Niezależnie od tego, na jaki typ bidonu zimowego się zdecydujcie, warto zwrócić uwagę na ustnik. Często ten element nie posiada izolacji i zdarza się tak, że pomimo iż wewnątrz napój jest zdatny do picia to dziubek zamarznie i nie będzie dało się napić z bidonu bez odkręcania nakrętki… Mało tego, taki ustnik (nakrętka) pozbawiona izolacji to też słaby punkt w kontekście szybkiego wychładzania się napoju. Bądźcie więc czujni podczas zakupów, szczególnie jeśli planujecie wychodzić na dworze wyraźnie poniżej zera! Przy okazji ustnika możecie też zdecydować się na model z osłoną tego elementu – przeważnie w formie klapki na dzióbek. Do wycieczkowej jazdy, ewentualnie do jazdy w dużym błocie, może mieć to sens, jednak na intensywny trening osłona stanowi komplikację, która istotnie utrudnia wzięcie łyka. Ostatni element, na który trzeba zwrócić uwagę to kompatybilność z posiadanym koszykiem na bidon. Wprawdzie zwykle wymiary są standardowe i takie same, jak w przypadku letnich bidonów, natomiast warto być tu czujnym, bo spotkaliśmy się już z takimi problemami.
Bidon przewożony w kieszeni kolarskiej bluzy
Kolejną metodą na zapewnienie sobie napoju w komfortowej do spożycia temperaturze jest przewożenie bidonu w tylnej kieszeni kolarskiej bluzy lub kurtki. Można trzymać go w warstwie zewnętrznej, co stanowi niezły pomysł, ponieważ z automatu napój wolniej się wychładza z powodu braku ekspozycji na wiatr. Dodatkowo jest osłonięty materiałem kieszeni i lekko podgrzewamy przez nasze ciało, a przy tym wszystkim mamy do niego stosunkowo łatwy i ergonomiczny dostęp. Natomiast jeszcze lepszą opcją w obrębie tej metody jest patent stosowany przez kolarzy przed laty, czyli wkładanie bidonu do koszulki lub bluzy kolarskiej, założonej jako warstwa pośrednia pomiędzy bielizną, a zewnętrzną kurtką / bluzą. Wówczas izolacja jest naprawdę skuteczna, choć oczywiście sięganie po bidon mocno utrudnione. Da się tak jednak ,,przeżyć zimę”, choć w dobie bidonów termicznych nie polecamy się męczyć… Ewentualnie – gdy wybieracie się na długą jazdę – jest to dobry pomysł na zabranie drugiego bidonu i utrzymanie go w dość wysokiej temperaturze do momentu, gdy zrobicie podmianę butelek.

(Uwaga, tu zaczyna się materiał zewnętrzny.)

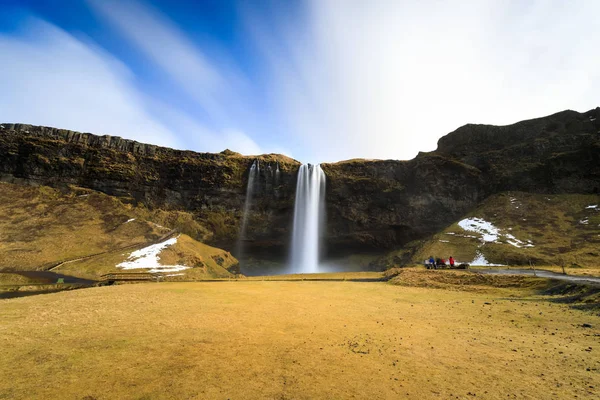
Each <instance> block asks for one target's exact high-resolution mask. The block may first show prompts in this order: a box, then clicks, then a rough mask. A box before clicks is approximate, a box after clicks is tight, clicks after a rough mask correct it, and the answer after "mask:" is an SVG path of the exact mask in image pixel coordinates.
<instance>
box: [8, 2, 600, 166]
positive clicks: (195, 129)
mask: <svg viewBox="0 0 600 400" xmlns="http://www.w3.org/2000/svg"><path fill="white" fill-rule="evenodd" d="M0 7H1V8H0V10H1V12H0V60H2V61H1V62H0V121H2V122H23V123H31V124H40V125H48V126H56V127H61V128H66V129H72V130H79V131H86V132H92V133H97V134H111V135H118V136H122V137H126V138H130V139H135V140H138V141H142V142H148V143H155V144H160V145H165V146H170V147H175V148H180V149H192V150H196V151H210V152H218V151H222V150H223V149H225V148H230V149H232V150H235V151H239V152H241V153H243V154H258V153H265V152H280V153H284V154H287V155H290V156H292V157H294V158H296V159H299V160H301V161H305V162H329V161H338V160H343V159H349V158H358V157H362V158H393V159H409V158H412V157H414V156H415V155H416V153H417V152H418V151H420V150H421V151H429V150H433V149H434V148H435V146H436V142H437V139H438V138H439V137H441V136H443V135H444V134H446V133H448V132H450V131H452V130H454V129H456V128H457V127H459V126H461V125H463V124H465V123H468V122H472V123H492V124H508V123H512V122H516V121H518V120H522V119H526V118H533V117H538V116H543V115H547V114H551V113H554V112H557V111H561V110H564V109H575V110H577V111H586V110H588V109H590V108H594V107H596V106H599V105H600V104H599V103H600V102H599V101H598V99H599V98H598V93H600V54H599V53H598V52H597V51H595V48H596V47H597V43H596V40H597V38H598V37H600V26H599V25H598V24H595V23H594V20H593V17H592V16H593V15H600V2H597V1H594V0H589V1H586V0H574V1H572V2H562V1H541V0H540V1H533V0H531V1H491V0H490V1H485V0H478V1H456V2H440V1H435V0H430V1H420V2H417V1H401V0H398V1H386V0H372V1H369V2H366V1H359V0H345V1H343V0H297V1H275V0H273V1H269V0H263V1H261V0H256V1H252V0H247V1H225V0H203V1H192V0H189V1H164V0H153V1H142V0H138V1H129V0H120V1H118V0H46V1H40V0H38V1H34V0H23V1H16V0H0Z"/></svg>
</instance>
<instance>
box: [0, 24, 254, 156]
mask: <svg viewBox="0 0 600 400" xmlns="http://www.w3.org/2000/svg"><path fill="white" fill-rule="evenodd" d="M162 33H163V32H161V30H160V29H157V30H156V34H157V35H158V36H156V35H155V36H154V38H160V37H161V36H160V35H161V34H162ZM157 40H160V39H157ZM0 54H7V55H10V57H6V58H4V59H3V70H2V74H1V75H0V93H2V95H1V96H0V121H3V122H24V123H31V124H38V125H47V126H55V127H62V128H66V129H72V130H80V131H85V132H92V133H96V134H110V135H119V136H123V137H126V138H128V139H134V140H138V141H140V142H146V143H152V144H157V145H163V146H168V147H174V148H185V149H192V150H197V151H207V152H219V151H222V150H224V149H225V148H229V149H232V150H234V151H238V152H241V153H243V154H260V153H262V152H263V149H261V147H260V146H259V145H258V144H256V142H255V141H254V140H252V139H251V138H250V137H249V136H248V135H246V134H245V133H243V132H242V131H241V130H240V129H238V128H235V126H236V125H233V124H232V125H229V124H224V125H223V126H217V127H211V128H208V126H207V124H206V123H205V121H199V120H197V119H194V118H192V117H190V116H188V115H187V114H186V113H185V112H183V111H181V110H179V109H177V108H176V107H174V106H171V105H169V104H166V103H162V102H161V101H160V100H159V99H154V98H151V97H149V96H148V95H146V94H145V93H143V92H140V91H139V90H138V89H137V88H136V77H135V76H134V74H133V73H132V72H131V71H130V70H129V69H128V68H127V67H126V66H125V65H124V64H123V63H121V62H120V61H119V60H117V59H116V58H114V57H113V56H112V55H111V54H109V53H107V52H106V51H105V50H102V49H101V48H100V47H98V46H97V45H95V44H93V42H92V41H91V40H90V39H88V38H85V37H84V38H76V37H74V36H72V35H71V34H69V33H67V32H65V31H63V30H61V29H59V28H57V27H56V26H54V25H52V24H49V23H47V22H45V21H43V20H41V19H38V18H34V17H31V18H30V19H29V20H28V21H27V22H25V23H24V26H22V30H21V34H17V35H11V36H8V35H4V36H0ZM192 58H193V56H192ZM175 64H177V63H175ZM189 68H192V67H189ZM211 69H212V67H211V66H207V67H206V71H210V70H211ZM194 71H196V70H195V69H194ZM189 73H190V74H191V69H190V71H189ZM193 75H194V77H195V78H194V79H196V77H197V76H198V74H197V73H194V74H193ZM181 79H182V84H183V77H181ZM212 79H213V75H212V74H211V73H210V72H207V73H206V74H205V75H204V77H203V78H202V79H199V81H205V82H206V85H209V83H210V81H211V80H212ZM219 79H221V78H218V79H217V80H219ZM199 85H200V84H199ZM200 86H202V85H200ZM202 87H204V86H202ZM194 90H197V93H200V92H202V89H201V88H200V87H199V86H197V87H196V89H194ZM214 90H215V91H217V92H219V90H217V89H214ZM221 92H222V91H221ZM203 105H204V104H203Z"/></svg>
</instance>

Plecak z bukłakiem + izolacja
Równie skuteczną opcją jest korzystanie zimą z plecaka lub nerki z bukłakiem. Gruby materiał, z którego wykonuje się te torby zwykle daje niezły efekt i można dość długo cieszyć się napojem w zdatnej do spożycia temperaturze. Różnice w tempie wychładzania się picia są jednak duże między poszczególnymi modelami. Wpływ na to ma nie tylko ich konstrukcja, ale również ilość przewożonego wewnątrz bagażu. Polecamy Wam zwrócić też uwagę na dodatkowe izolowane przegrody. Nie są one standardem, ale spotkaliśmy już na rynku plecaki, które mają specjalne termiczne kieszenie pozwalające utrzymać napój w bukłaku w pożądanej temperaturze. To przydaje się latem i zimą!
Jeśli Wasz plecak nie posiada takiej komory można też samodzielnie przygotować sobie izolacje dla bukłaka. Dobrze nadają się do tego torby spożywcze, które spotkacie na działach z mrożonkami w supermarketach. Mowa o tych, które służą do ,,dowiezienia” mrożonki do domu. Taką torbę docinamy pod wymiar swojego bukłaka i w prosty sposób możemy dłużej cieszyć się napojem w odpowiedniej temperaturze. Alternatywnie można owijać bukłak folią NRC lub jakimś innym dobrze izolującym, ale lekkim materiałem. Ostatnią sprawą jest pamiętanie o regularnym piciu przez rurkę, ponieważ ona – wraz ustnikiem – potrafi zamarzać, gdy przez dłuższy czas nie będziecie z niej korzystać podczas jazdy w ujemnej temperaturze otoczenia… Alternatywnie można wyposażyć się w większą kurtkę i wozić plecak pod spodem, choć to nie do końca wygodny patent.
Termos nie jest zły!
Nie każdy jest sportowcem, dlatego jeśli kręcicie wycieczkowo niezłym pomysłem jest korzystanie z klasycznego turystycznego termosu. Jest masa osób, które regularnie stają pooglądać widoki, zrobić zdjęcie, czy po prostu złapać oddech. Dla takich rowerzystów całkiem rozsądnym rozwiązaniem jest zabranie do plecaka, sakwy, czy kieszeni zwykłego termosu. Napicie się oczywiście wymaga zatrzymania, ale tak również można zadbać o odpowiednie nawodnienie. Klucz to dopasować rozwiązanie do swoich potrzeb i stylu jazdy!